Angespannt entwich ihr Atem ihrer Kehle und ihr Blick richtete sich auf Torat, welcher mit ihrem schlafenden Sohn in seinen Armen in der offenen Tür stand und Ryan feindsellig musterte. Sie öffnete ihren Mund, doch die Worte blieben aus, welche hätte sie auch wählen sollen? Sie hatte keine Kraft mehr zu kämpfen.

Ihre Augen suchten die Ryans und ein leises Wimmern entwich ihrer Kehle, als sie in diesen nichts mehr fand als Enttäuschung.

"Ja," erklärte Ryan und wandte Ayesha ihren Rücken zu. "Alles in Ordnung." Mit schnellen Schritten durchquerten sie das Arbeitszimmer, kurz hielt sie inne, ihre Schultern senkten sich niedergeschlagen. "Wenn es Onone will, sehen wir uns wieder. Lebwohl..."

Kraftlos sank Ayesha auf den kalten Boden hinunter, fest umklammerten ihre Hände ihre Knie. Sie hörte die eiligen Schritte Ryans und das zuschlagen der Tür zu ihrem Haus. Erst in diesem Moment fiel ihr auf, wie leise Tränen ihre Wangen hinabflossen....
 

Mit einem schmerzverzehrten Gesicht richtete sich Cale in seinem Bett auf. Selbst drei Wochen nach seinem zusammentreffen mit Naya in Kalmas schmerzten seine Rippen immer noch. Er wusste, dass er ihre Wut verdient hatte, doch er hätte auch sehr gut auf eine gebrochene Rippe verzichten können. Erschöpft rieb er sich über seine Wangen, und spürte die harten Stoppeln auf seinen Handflächen, der Morgen war noch jung und die Sonne war nur ein roter Schimmer hinter dichten Wolken.

Nachdenklich blickte er ins Leere, immer noch hatte er dieses kalte Gefühl in seiner Bauchgegend, wenn er an Naya dachte. Wie vertraut waren sie einst gewesen? Sie waren den Großteil ihrer Kindheit zusammen aufgewachsen, sie beide und Ragans jüngster Sohn Ty waren eine eingeschworene Gemeinschaft gewesen. Nichts hätte damals zwischen sie kommen können...

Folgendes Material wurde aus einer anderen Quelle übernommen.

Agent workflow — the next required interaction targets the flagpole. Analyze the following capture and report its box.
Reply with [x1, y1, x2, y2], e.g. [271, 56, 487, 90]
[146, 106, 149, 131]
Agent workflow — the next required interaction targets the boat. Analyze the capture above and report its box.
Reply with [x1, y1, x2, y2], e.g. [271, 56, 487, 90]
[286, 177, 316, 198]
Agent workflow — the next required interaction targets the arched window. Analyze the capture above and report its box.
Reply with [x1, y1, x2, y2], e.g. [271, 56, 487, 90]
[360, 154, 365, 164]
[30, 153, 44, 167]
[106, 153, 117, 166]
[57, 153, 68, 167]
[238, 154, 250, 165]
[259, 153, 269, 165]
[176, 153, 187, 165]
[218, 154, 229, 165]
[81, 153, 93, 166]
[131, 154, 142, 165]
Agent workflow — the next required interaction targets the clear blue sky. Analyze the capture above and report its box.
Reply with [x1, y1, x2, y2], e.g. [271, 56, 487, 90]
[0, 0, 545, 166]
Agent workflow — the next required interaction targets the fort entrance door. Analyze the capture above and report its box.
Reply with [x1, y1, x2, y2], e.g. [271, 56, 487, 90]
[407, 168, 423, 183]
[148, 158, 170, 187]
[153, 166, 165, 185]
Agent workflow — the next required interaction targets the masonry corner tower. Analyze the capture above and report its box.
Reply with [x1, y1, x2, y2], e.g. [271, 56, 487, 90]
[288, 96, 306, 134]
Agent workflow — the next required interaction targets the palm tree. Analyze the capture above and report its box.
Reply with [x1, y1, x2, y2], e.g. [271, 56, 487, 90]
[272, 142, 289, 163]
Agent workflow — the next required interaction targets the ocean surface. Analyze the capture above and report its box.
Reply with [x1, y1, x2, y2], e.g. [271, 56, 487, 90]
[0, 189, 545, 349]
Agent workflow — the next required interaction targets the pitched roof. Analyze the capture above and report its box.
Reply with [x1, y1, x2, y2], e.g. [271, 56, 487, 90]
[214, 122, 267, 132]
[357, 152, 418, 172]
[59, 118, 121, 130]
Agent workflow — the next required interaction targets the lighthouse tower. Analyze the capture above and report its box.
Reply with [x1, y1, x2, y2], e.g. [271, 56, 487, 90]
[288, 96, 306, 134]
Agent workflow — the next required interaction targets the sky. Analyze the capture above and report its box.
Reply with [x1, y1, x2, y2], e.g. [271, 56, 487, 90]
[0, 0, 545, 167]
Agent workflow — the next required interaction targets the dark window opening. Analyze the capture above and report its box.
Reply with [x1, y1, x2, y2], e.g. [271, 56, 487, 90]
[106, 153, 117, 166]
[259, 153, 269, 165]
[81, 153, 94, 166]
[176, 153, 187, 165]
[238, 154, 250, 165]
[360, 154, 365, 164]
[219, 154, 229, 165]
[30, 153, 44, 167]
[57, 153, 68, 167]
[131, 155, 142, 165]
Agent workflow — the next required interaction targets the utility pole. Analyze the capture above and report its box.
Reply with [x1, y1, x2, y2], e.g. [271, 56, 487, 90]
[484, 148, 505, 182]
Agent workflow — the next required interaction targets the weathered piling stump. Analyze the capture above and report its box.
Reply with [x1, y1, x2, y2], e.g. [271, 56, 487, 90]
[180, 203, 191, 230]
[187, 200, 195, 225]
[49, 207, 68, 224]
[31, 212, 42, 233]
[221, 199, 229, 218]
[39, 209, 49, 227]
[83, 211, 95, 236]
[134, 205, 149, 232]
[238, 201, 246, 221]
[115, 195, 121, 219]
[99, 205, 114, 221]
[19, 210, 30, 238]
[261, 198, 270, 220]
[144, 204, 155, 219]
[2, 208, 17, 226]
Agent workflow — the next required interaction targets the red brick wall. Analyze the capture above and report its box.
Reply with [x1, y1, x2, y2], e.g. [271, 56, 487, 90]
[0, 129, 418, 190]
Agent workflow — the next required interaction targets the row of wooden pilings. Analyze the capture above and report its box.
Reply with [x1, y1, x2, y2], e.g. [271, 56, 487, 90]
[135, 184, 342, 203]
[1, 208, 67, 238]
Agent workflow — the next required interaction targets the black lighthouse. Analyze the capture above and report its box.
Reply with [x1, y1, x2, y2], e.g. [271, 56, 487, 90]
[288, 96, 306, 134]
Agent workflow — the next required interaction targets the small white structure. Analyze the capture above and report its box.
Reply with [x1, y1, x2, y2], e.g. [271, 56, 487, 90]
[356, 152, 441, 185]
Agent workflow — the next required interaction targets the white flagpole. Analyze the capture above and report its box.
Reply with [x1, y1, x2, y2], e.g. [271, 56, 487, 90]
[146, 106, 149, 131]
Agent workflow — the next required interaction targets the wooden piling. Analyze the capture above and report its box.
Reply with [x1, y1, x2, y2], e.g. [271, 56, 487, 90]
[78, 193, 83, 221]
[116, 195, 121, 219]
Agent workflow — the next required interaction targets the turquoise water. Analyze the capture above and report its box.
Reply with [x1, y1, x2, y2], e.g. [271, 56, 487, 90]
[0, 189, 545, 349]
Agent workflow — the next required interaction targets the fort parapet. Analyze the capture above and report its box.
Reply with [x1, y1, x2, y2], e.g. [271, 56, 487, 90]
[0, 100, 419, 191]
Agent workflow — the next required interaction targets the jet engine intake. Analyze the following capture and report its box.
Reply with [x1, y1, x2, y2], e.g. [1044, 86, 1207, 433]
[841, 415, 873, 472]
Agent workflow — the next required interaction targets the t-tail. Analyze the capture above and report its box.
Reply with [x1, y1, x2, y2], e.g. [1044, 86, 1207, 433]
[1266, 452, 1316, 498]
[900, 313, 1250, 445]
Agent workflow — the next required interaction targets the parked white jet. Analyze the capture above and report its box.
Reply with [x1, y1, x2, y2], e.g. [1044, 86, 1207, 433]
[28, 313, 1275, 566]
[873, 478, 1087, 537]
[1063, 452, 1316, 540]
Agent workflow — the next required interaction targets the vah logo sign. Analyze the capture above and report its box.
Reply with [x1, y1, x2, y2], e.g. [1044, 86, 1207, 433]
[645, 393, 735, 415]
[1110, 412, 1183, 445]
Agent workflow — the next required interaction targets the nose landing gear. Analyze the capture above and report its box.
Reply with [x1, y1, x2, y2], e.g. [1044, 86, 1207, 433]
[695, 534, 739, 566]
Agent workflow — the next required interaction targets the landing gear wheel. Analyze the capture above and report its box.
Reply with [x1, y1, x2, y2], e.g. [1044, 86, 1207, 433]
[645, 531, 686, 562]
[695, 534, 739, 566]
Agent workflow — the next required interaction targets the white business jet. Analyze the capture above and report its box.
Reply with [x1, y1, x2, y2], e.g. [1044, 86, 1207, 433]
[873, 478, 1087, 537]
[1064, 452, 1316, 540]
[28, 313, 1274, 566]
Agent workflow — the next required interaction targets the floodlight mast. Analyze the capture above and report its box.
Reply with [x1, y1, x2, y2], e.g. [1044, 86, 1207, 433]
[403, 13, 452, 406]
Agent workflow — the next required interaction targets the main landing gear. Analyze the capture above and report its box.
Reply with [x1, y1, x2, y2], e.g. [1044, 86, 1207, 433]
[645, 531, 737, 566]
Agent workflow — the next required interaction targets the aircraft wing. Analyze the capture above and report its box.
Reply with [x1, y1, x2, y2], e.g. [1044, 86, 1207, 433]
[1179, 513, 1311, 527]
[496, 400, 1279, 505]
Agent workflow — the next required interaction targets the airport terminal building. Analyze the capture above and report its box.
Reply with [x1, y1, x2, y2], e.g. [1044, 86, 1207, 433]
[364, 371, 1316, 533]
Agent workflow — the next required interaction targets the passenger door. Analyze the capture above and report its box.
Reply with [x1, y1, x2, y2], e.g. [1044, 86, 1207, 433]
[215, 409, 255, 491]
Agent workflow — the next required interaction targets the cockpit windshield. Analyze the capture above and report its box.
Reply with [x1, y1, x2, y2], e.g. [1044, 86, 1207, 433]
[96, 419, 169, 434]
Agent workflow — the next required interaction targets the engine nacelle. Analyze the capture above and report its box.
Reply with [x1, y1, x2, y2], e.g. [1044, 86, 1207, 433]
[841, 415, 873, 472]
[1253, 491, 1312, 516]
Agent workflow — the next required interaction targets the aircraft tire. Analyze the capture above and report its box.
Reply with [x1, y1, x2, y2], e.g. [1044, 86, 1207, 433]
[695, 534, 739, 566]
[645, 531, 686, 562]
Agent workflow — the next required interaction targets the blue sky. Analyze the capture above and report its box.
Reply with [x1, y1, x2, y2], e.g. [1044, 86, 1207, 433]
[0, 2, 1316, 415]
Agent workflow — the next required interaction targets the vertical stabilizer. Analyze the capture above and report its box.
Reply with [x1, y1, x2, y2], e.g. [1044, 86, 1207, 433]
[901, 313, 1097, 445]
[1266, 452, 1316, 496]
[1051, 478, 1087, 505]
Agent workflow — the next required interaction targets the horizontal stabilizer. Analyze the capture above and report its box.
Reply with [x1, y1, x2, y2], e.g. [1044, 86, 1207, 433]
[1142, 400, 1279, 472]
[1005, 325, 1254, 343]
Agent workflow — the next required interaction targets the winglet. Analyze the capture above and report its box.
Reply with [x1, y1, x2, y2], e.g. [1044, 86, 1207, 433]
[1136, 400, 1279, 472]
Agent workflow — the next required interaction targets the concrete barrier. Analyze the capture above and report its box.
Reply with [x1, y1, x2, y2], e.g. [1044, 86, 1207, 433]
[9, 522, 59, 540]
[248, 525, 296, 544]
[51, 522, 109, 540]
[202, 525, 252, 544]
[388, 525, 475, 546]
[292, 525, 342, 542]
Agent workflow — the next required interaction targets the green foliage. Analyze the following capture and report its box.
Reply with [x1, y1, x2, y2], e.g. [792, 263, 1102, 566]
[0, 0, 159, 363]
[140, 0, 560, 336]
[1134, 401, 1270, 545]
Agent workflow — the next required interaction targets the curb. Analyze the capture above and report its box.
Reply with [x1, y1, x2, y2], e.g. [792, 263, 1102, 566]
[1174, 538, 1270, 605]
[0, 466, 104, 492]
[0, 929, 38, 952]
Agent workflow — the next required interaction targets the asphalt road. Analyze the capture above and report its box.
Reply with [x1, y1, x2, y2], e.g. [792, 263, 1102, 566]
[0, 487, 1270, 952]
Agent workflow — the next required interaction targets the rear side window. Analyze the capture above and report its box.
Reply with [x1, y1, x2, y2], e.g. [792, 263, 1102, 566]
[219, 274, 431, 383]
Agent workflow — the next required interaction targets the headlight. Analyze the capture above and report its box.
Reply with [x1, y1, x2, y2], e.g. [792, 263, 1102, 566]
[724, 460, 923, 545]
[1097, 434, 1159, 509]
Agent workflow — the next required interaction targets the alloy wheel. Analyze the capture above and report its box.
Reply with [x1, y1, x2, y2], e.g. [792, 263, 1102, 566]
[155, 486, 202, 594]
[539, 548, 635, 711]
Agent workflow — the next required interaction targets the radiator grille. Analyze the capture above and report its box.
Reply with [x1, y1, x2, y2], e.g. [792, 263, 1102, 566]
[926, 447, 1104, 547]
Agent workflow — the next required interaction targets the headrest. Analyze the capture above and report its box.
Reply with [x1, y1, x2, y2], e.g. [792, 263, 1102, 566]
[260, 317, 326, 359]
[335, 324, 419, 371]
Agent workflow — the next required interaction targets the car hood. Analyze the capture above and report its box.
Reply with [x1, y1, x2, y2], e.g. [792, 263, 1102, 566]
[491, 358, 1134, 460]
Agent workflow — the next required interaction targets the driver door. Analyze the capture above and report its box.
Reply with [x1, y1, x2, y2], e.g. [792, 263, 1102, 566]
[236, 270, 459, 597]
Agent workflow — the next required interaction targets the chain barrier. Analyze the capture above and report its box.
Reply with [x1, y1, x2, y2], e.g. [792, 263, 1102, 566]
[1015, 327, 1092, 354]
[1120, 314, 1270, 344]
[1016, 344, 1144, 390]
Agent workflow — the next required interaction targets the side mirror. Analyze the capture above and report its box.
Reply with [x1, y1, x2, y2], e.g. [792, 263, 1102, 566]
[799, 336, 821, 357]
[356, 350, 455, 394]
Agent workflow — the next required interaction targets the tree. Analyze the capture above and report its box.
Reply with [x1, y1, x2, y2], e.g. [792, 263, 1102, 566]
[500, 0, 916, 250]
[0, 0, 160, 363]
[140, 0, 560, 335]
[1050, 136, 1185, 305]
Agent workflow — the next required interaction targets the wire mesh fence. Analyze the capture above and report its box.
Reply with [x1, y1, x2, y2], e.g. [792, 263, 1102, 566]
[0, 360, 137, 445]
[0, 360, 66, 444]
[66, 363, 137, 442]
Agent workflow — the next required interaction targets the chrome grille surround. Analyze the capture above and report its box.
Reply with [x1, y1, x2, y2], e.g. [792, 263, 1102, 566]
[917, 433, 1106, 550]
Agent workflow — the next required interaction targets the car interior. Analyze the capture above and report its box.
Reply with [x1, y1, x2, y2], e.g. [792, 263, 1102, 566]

Nur meine eigene Dummheit, dachte er bitter und schlug die Bettdecke von sich. Still saß er in den weichen Laken, es hatte keinen Sinn mehr noch einmal zu versuchen Schlaf zu finden, spätestens jetzt war er mit seinen Gedanken an vergangene Zeiten nicht mehr in der Lage dazu. Mit einem leisen Seufzer schwang Cale seine Beine über den Rand des Bettes und begann sich anzukleiden. Das Zimmer war klein, die Einrichtung spartanisch, bis auf wenige kleine Erinnerungsstücke hier und da hätte niemand gedacht, dass dieses Zimmer jemanden gehörte. So sehr es diesen Wänden an Wärme mangelte, so sehr schätzte er es dafür, dass es wenigstens ein kleines Stückchen Zuhause für ihn darstellte. Er hatte sich, nach dem sich die Lage in Kalmas nach Ragans Ausbruch wieder beruhigt hatte, von Eylon verabschiedet. Er wusste, dass sein Freund und Partner wieder zu seiner Familie wollte, und Cale hatte ihn ziehen lassen. Welche Arbeit jetzt auf ihn warten würde, konnte er alleine erledigen. Doch auch er hatte sich nach allem was in Kalmas passiert war, nach einer kurzen Zeit für sich selbst gesehnt. So war er an den einzigen Ort zurückgekehrt, welchen er als Zuhause bezeichnen konnte.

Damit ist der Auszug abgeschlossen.